Actions
Manage your Training Cluster through the Actions menu and the quick-action buttons on the Cluster Details page.
Actions Menu
The Actions menu is available in two places:
- Training Cluster list — click the ⋮ icon on any cluster row.
- Cluster Details page — click the Actions button in the top-right area.
| Action | Description |
|---|---|
| Update SSH Keys | Add or replace SSH keys on the cluster nodes |
| Update Image | Change the container image running on cluster nodes without recreating the cluster |
| Scale Cluster | Increase the number of nodes on a running cluster |
| Convert to Committed | Switch from On-Demand hourly pricing to a Committed plan |
| Restart All Workers | Restart all compute nodes in the cluster simultaneously |
| Restart Cluster | Restart the full cluster, including the Slurm controller and all nodes |
| Clone Cluster | Create a new cluster with the same configuration |
| Terminate Cluster | Stop the cluster and release all associated resources |
| Delete Training Cluster | Permanently delete a terminated cluster and all its records |
danger
Terminating a cluster is irreversible. Ensure no active workloads are running before terminating.
warning
Only terminated clusters can be deleted.
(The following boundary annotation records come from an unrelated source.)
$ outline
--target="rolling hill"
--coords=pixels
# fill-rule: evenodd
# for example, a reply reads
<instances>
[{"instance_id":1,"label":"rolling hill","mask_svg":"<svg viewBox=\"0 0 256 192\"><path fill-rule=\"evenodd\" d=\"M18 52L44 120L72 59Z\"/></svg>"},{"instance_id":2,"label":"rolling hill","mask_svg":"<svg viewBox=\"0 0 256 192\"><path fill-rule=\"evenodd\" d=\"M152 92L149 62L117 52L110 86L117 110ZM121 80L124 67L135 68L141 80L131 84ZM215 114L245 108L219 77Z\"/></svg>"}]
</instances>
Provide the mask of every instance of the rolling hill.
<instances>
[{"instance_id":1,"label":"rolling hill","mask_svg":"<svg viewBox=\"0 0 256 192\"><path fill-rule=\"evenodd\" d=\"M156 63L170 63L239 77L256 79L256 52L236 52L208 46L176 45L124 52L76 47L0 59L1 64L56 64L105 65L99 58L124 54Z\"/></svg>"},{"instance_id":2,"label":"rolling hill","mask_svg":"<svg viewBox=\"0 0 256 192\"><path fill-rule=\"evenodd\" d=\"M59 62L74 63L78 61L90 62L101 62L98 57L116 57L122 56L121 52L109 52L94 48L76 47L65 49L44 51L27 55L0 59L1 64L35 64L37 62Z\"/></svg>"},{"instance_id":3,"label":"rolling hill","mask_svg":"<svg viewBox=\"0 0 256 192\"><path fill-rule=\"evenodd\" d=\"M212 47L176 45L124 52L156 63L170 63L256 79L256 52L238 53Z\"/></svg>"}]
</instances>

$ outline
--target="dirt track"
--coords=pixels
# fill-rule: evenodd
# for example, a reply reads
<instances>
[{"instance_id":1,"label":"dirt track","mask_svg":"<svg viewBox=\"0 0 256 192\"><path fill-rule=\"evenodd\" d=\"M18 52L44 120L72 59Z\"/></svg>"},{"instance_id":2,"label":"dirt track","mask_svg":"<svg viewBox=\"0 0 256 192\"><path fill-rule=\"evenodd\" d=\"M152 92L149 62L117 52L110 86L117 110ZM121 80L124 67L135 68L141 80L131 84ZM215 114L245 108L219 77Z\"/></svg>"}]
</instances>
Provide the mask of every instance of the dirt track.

Terminate the cluster first if it is still running.
Quick Actions
The top-right area of the Cluster Details page also provides direct shortcut buttons:
| Button | Description |
|---|---|
| Refresh | Reload the current cluster status and metrics |
| Connect | Opens a connection help panel with SSH instructions for the cluster |
| Restart All Workers | Restart all compute nodes without restarting the Slurm controller |
| Restart Cluster | Restart the entire cluster including the Slurm controller |
Cluster Tabs Reference
Each cluster's detail page is organized into the following tabs:
| Tab | Description |
|---|---|
| Details | Cluster name, image version, status, node count, created by/at; Plan details (plan name, price, CPU, memory, GPU); Connection details (SSH keys, Floating IP, SSH command) |
| Cluster Overview | GPU and job summary cards, node health status (IDLE / ALLOCATED / MIXED / UNKNOWN), and Slurm partition table |
| Nodes | Node-level DCGM metrics; filter nodes by All, Failed, XID Errors, or Healthy |
| Jobs | All Slurm jobs with Running / Pending / Completed / Failed / Unknown counters and a detailed job table |
| Monitoring | Per-node GPU metrics overlay with time-interval controls (5m, 15m, 1h, 6h, 1d) and job summary stats |
| Logs | Slurm controller and node logs; select replica, set auto-refresh, and filter by last N lines |
| Volumes | Manage attached storage — Datasets, Shared File System (SFS), and Parallel File System (PFS) |
| Network & Security | VPC configuration, Reserve IP management, and Security Group assignment |